それどころか、春になれば三年生はみんないなくなってしまう。
「高藤、生徒会のほうはちゃんと行ったのかなぁ」
すっかりいつもの調子に戻った四谷が、生徒会室のある棟を振り返った。つられて行人も視線を向けたが、当然ながら中の様子は見えない。明かりがついているようだったから、誰かしらはいるのだろうけれど。
「なぁ」
ふと思いついて、行人は問いかけた。
「ん、なに」
「四谷は、高藤と成瀬さんって似てると思う?」
「あー……、それ、よく言う人いるよね。
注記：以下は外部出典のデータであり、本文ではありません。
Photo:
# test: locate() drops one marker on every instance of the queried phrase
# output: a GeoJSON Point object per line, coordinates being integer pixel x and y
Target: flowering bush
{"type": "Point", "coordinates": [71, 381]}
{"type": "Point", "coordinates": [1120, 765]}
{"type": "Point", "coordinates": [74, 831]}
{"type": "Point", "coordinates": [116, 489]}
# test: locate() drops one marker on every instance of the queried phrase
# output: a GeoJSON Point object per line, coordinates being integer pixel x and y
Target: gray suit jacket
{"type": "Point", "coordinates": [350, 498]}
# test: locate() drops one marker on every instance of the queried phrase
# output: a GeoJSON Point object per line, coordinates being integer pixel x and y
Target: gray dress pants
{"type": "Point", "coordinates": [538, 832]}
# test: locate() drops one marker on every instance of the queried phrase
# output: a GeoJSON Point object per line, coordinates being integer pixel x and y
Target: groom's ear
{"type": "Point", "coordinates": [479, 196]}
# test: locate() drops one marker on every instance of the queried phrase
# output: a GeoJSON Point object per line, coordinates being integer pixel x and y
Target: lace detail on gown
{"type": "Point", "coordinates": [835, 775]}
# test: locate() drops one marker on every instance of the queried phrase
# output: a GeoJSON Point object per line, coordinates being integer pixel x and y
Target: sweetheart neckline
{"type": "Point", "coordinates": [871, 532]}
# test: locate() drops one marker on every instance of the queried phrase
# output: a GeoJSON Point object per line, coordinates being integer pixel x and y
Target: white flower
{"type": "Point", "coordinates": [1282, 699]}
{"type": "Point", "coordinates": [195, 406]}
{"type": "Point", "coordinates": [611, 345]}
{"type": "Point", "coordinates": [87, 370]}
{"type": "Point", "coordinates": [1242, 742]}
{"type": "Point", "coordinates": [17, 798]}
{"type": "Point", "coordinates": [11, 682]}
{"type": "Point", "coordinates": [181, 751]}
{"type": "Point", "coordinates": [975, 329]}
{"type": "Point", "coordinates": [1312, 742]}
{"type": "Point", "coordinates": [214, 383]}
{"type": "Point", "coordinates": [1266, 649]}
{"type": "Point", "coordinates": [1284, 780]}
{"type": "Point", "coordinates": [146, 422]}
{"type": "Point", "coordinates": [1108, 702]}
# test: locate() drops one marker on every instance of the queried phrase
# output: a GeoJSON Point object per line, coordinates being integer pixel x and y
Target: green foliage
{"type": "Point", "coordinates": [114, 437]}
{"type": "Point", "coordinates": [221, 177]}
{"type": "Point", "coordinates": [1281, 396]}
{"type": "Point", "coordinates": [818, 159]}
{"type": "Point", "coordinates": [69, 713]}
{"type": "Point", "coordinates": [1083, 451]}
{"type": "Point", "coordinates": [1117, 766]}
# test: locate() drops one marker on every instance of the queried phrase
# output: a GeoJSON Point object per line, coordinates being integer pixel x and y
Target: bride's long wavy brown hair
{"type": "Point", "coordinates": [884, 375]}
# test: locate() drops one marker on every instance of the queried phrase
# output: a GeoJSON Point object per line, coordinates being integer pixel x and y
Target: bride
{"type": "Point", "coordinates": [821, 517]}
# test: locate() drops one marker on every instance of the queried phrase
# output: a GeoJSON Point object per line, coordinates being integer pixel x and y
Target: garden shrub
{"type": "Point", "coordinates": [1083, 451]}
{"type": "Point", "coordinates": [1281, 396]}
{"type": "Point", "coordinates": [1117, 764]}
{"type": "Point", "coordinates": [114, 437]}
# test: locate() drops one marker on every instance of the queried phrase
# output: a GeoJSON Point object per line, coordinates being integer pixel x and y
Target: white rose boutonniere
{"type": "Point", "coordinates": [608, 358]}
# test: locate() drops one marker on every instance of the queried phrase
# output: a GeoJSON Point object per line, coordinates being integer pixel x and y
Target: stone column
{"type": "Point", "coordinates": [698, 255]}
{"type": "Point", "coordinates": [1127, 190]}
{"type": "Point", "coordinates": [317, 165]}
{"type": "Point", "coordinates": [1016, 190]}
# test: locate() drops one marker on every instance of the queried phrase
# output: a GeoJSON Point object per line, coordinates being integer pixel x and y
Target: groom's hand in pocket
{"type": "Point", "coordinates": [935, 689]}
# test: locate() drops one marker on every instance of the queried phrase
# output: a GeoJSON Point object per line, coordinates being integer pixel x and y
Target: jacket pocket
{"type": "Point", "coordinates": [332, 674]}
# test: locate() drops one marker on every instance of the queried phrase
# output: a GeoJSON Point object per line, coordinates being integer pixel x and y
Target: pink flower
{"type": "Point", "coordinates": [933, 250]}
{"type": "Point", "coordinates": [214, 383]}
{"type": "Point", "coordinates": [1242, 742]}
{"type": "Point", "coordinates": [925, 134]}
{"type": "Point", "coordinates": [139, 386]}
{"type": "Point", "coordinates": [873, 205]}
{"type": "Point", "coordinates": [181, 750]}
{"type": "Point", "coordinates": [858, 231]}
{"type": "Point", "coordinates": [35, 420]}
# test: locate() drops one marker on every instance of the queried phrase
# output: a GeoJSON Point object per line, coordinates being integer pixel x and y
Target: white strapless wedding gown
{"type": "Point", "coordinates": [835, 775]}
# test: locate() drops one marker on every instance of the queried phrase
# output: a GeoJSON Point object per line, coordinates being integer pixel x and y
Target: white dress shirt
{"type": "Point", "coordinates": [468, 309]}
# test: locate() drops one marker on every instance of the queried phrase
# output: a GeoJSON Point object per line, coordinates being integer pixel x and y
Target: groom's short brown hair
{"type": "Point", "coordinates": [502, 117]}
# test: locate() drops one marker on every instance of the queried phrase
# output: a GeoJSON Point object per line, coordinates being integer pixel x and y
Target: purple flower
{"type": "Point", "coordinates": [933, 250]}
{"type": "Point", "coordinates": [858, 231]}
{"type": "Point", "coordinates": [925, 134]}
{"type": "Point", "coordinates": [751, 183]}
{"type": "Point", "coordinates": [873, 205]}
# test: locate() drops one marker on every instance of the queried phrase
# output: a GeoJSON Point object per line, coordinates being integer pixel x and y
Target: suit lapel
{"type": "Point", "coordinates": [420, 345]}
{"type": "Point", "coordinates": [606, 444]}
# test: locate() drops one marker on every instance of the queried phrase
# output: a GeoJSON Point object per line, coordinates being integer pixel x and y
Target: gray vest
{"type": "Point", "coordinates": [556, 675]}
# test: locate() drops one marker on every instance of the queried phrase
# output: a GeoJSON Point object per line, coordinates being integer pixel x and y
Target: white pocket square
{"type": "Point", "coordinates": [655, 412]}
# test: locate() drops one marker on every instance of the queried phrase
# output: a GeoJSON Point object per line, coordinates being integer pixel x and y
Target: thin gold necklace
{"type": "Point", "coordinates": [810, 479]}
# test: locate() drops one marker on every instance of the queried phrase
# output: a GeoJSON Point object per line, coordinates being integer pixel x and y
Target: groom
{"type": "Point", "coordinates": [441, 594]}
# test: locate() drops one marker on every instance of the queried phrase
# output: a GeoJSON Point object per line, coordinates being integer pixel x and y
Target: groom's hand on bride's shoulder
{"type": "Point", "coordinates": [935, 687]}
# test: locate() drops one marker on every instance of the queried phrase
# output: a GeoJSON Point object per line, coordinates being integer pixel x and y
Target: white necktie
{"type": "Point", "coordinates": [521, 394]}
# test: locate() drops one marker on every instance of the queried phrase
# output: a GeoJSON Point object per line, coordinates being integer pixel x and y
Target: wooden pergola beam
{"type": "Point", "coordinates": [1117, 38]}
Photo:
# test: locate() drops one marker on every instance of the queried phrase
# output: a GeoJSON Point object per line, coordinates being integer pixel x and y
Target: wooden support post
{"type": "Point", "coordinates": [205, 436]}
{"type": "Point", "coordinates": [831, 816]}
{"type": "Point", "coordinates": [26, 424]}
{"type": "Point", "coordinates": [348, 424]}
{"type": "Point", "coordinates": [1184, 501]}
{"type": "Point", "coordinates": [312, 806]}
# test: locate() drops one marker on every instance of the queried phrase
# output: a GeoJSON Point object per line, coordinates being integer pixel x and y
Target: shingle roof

でも、俺、あんまり思ったことないんだ」
あっさりとそう答えてから、取り繕うように四谷は言い足した。
「まぁ、会長は俺にとって遠い人だからっていうのもあると思うんだけど、俺にとっての会長って、ちょっと怖いんだよね。もちろん優しい人だっていうのはわかるけど」
「うん」
「でも、高藤を怖いって思ったことは一度もないよ」
「……うん」
「完璧超人なんかじゃないって、俺だって知ってる。――だからさ、榛名。ちゃんと話聞いてあげてよ。高藤が授業さぼるなんて、やっぱりよっぽどなんだよ。俺には話せなくても、榛名にだったら、きっとちゃんと話してくれるから」
うん、と三度行人は足元を見つめたまま頷いた。胸にあるのは、試すようなことを聞いてしまったという罪悪感だ。